ショックを受けるNから何故かトウヤは不満げに顔を背け、"そうです。間抜け過ぎたからです"とどこか自分自身に言い聞かせるように呟いた。
「間抜け過ぎたから、忘れられなかったんです。頭に焼き付いたんです。あの笑顔をもう一回見れないかとか考えて、四六時中アンタのことが頭から離れなくなったんです」
「……ボクのこと、そんなに考えてくれたの?」
「はい、オカズでした」
「お、おか…っ!?」
何故間抜けな顔をオカズに……いやそれ以前に、何でボクを。
そりゃあ確かに、他の女の子とか相手にトウヤがそういう事するよりは嬉しいけど。だけど。
(だけど結局それって――)
純粋な疑問が頭の中に沸き起こり、衝動的にソレはNの口をついて出る。
「それは結局、性欲の捌け口って事なんじゃないのかい?」
「……先輩って本当めんどーな人ですね」
じゃあもうそれでいいです――大きく溜息をついた後、彼は吐き捨てるようにそう言った。
また怒らせてしまったのだろうか。

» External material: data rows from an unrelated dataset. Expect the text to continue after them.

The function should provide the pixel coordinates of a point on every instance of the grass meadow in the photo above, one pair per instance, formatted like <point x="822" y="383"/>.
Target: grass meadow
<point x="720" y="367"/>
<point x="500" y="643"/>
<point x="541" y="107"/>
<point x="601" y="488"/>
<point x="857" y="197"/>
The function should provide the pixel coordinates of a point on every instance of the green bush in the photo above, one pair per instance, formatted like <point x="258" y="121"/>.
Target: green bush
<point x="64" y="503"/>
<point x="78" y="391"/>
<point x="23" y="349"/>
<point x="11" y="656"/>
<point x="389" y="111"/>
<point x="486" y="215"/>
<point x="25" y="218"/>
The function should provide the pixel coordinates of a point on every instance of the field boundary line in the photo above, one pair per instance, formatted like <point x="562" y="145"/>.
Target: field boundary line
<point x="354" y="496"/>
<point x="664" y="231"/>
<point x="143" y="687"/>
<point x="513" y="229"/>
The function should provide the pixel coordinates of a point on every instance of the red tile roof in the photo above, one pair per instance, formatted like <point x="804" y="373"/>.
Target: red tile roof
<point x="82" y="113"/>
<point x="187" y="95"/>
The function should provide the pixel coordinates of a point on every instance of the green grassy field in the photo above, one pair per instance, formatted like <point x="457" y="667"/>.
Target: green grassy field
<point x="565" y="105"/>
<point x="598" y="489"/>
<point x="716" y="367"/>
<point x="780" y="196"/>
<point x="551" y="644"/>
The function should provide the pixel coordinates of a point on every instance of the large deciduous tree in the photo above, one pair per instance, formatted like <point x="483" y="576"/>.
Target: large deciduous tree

せっかくトウヤが自分の胸の内を真摯に語ってくれていたのに。
胸がまたズキズキと痛んで、唇を噛んでそれに耐えた。
そんなNの様子に、トウヤは苛立たしげに舌打ちする。
「何で傷付くの解っててそういう事言うんですか、アンタは……」
「……ごめん、ボク馬鹿みたいだね」
「本当に馬鹿ですよ、大馬鹿です。おまけに電波だし、変人だし、動物と話してるし、早口だし、俺なんかのこと大好きだし、笑顔が可愛いし、人の話聞かないし、空気読めないし、全くもって碌でもない人です。本当に、何で俺はアンタなんかをこんなに――」
そこまで言いかけて、また彼は口を噤む。
『アンタなんかをこんなに――』
この続きが聞きたい。
嫌い?苛つく?それとも、放っておけない?気になる?
どれもそれらしい気がして、だけどどれも少しだけ違う気がする。
答えが知りたい。トウヤの、気持ちが。
トウヤは憤懣やるかたないと言った様子でNの背中に手を伸ばし、だけどそこにいつもの長い髪が無いと思い出すと、ますます不満げに眉を吊り上げた。
「……アイツら、勿体ない事しやがって」
"アイツら"というのは先程までNに理不尽な暴力を振るっていた彼等のことだろうか。
そういえば、トウヤはよくNの後ろ髪を引っ張ったり弄ったりしていた。
「キミが、数少ない気に入ってくれてた所だったのにね」
「……案外、ただの爽やかなイケメンに見えて良いかもしれませんよ。――それに、髪ぐらいすぐに伸びます」
自嘲するような声音で言うNに、トウヤはムスッとした顔で返す。ひょっとしたら、その言葉は彼なりの不器用な慰めなのかもしれない。
――その優しさは、同情からくる物なのだろうか。
そうかもしれない。彼は、随分とお人よしの様だから。いつも独りでいるNを憐れに思ったのかもしれない。
だけど、やっぱりそれも違うような気がして。
(――ボクは、彼に何を望んでいるのか)
彼は、ボクに何を望んでいるのか。その問いの答えも、まだ見付かっていない。
繋いでいた手はいつの間にか離れていて、急に酷く心許ない気分になる。
夕日はとっくに沈んでいて、辺りはもう薄暗かった。
「……また、そんな顔して」
ふいに、トウヤの手がNの頬に伸びてくる。"そんな顔"がどういう状態かは自分ではよく解らないが、トウヤの表情を見るに余りよろしくない顔なのかもしれない。
「……あまりボクに優しくしない方が良いよ、キミは」
「…何ですか。突然」
「期待しそうになるんだ――その度にブレーキをかけて、自分に言い聞かせる。そんな事を、キミと初めて話した時から何度も繰り返しているんだ」
何度も、何度も。
ボクの言葉にトウヤはその大きな目を見開かせ、だがやや間をおいて呆れとも諦めとも苛立ちともつかない、何とも奇妙な表情になる。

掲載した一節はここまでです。